Skull in a streambank

By geophile
Photo by Earl Dundore

Forgive me if I've posted this before. I don't think I have but maybe I've forgotten. This stone formation is about five miles from my home. When I first saw it, the 'chin' was still intact, but unfortunately I didn't get pictures then.

It is especially peculiar in that the skull image is apparent only from one angle. From directly across the stream, the rock looks nothing like this, but appears to be a normal worn rocky bank. When I was told about this and shown a picture, I was incredulous. It is in a very popular place I had been to many times and even had considered for the site of our wedding, yet I had never seen anything any hint of it. When I went to the spot to investigate, I located the place in the stream where I had to stand in order to see it by noticing a circle and then a line of stones in the stream, leading out toward a whitish stone well out in the flow. I followed the stones out into the stream and was able to see the skull from the white stone. This picture was not taken from just the right spot, so the skull looks a little misshapen.

I must add it is an odd sensation to stand looking at a five or six foot high skull while all around are families with children and dogs, laughing and playing, none of them suspecting that the skull exists right before them. Whether it was done recently or anciently or in between, it was cleverly done.

Further down the bank is a place where there is a sort of window similarly carved in stone in such a way that you can stand on the bank and look through it. I would not have noticed that if seeing the skull hadn't alerted me to look for lighter places in the rock, the lighter color apparently being the result of a darker patina being scraped away.

2 comments :

pwax said...

So do you believe it was carved out to look like this?

Geophile said...

Belief is a strong word. But suspect, yes. The sections you would have to scrape away to create this are a different color from the rock around them, as if they had been scraped out. Also, the rectangular window a short distance away along the stream shows the same scraped-away color at its edges.

I'll try to get a picture of that 'window' this summer. Its squared-off shape isn't natural at all, and the only reasons people don't notice it are that it's small and no one looks for this kind of stuff. It is right about at eye level.

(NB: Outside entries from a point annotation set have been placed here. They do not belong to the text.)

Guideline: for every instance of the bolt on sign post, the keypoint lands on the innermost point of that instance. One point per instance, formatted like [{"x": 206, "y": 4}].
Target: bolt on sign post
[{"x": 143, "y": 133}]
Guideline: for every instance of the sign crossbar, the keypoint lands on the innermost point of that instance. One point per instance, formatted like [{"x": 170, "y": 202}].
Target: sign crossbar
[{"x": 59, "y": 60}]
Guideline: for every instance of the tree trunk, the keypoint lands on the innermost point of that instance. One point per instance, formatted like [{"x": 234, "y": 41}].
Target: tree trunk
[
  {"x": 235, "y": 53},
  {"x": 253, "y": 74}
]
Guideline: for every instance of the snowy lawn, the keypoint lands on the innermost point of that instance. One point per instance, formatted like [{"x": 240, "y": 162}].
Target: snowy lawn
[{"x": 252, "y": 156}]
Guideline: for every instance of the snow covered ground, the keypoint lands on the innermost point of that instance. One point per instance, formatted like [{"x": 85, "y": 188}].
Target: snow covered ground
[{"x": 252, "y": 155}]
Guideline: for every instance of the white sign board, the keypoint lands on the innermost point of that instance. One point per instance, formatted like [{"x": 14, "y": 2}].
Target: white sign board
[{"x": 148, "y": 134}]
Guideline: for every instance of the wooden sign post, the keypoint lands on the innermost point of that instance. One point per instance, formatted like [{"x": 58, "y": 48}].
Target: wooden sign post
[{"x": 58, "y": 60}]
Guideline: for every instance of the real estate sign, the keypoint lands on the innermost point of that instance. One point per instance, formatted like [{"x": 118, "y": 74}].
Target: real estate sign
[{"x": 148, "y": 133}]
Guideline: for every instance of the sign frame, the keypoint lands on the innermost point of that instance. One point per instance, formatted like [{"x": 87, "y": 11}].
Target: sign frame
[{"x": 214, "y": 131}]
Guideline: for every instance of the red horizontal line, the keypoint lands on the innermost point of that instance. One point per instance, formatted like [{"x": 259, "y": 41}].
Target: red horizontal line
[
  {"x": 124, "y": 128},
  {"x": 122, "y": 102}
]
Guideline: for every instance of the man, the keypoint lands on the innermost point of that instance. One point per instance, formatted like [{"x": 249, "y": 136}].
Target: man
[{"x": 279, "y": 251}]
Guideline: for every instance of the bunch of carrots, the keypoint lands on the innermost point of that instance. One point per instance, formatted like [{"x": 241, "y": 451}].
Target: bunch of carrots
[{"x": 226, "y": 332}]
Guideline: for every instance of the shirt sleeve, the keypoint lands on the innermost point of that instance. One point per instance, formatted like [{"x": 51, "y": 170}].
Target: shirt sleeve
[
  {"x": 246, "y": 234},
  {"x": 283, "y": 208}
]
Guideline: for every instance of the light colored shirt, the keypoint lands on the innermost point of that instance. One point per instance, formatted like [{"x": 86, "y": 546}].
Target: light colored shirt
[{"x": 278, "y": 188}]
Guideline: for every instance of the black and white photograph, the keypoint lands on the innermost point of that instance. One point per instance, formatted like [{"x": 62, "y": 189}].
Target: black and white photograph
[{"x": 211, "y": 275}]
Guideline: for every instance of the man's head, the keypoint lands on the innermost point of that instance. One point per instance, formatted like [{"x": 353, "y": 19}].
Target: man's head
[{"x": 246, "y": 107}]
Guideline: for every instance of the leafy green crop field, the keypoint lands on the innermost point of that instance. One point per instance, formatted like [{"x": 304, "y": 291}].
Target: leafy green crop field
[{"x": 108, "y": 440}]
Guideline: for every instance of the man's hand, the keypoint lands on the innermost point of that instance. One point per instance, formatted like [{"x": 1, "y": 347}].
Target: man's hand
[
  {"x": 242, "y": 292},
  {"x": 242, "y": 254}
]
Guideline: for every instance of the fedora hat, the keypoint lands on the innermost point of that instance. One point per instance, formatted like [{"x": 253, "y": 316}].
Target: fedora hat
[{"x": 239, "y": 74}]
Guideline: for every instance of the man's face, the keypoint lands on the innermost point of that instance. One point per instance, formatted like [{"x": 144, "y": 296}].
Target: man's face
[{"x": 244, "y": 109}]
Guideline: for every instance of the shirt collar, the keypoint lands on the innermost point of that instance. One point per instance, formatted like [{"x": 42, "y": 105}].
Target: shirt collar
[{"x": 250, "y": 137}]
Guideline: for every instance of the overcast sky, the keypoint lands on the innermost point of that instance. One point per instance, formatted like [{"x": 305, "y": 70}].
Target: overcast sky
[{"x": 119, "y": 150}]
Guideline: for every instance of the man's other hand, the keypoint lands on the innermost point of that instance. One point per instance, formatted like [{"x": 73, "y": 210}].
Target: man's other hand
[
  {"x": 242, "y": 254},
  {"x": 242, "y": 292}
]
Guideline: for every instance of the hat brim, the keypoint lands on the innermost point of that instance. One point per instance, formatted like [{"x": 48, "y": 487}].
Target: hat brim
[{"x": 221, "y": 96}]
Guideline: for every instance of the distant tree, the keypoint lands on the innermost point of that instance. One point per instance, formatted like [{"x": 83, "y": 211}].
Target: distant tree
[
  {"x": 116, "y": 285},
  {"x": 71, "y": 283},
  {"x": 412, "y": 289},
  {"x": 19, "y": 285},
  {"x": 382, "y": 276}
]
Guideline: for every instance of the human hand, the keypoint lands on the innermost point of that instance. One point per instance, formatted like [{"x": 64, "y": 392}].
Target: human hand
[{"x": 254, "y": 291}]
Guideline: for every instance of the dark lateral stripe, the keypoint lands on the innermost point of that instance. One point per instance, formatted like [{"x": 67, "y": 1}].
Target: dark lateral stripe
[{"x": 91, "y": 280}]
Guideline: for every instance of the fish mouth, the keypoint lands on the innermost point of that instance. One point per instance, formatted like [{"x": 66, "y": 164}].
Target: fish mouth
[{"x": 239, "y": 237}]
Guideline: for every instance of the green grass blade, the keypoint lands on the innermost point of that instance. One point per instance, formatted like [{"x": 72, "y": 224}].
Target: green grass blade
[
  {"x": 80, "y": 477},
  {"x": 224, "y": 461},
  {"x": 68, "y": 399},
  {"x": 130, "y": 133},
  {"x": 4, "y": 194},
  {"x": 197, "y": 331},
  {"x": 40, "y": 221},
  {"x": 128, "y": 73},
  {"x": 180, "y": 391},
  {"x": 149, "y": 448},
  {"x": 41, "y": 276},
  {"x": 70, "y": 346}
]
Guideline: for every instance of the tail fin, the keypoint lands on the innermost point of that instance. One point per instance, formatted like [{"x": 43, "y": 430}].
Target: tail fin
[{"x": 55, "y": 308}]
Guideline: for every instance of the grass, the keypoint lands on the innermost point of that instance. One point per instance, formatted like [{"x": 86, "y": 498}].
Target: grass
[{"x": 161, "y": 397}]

Unfortunately, we're having a lot of rain, and these features are inaccessible from the side of the stream they're on. You have to wade into the Bushkill Creek, which is fairly deep here. Above these features the hill rises at a very steep angle. A few winters ago, a girl fell to her death from a trail above when she ventured on it despite signs closing it because of ice. Which makes the skull a little creepy.

Fred's album of stonework photos included a photo of this.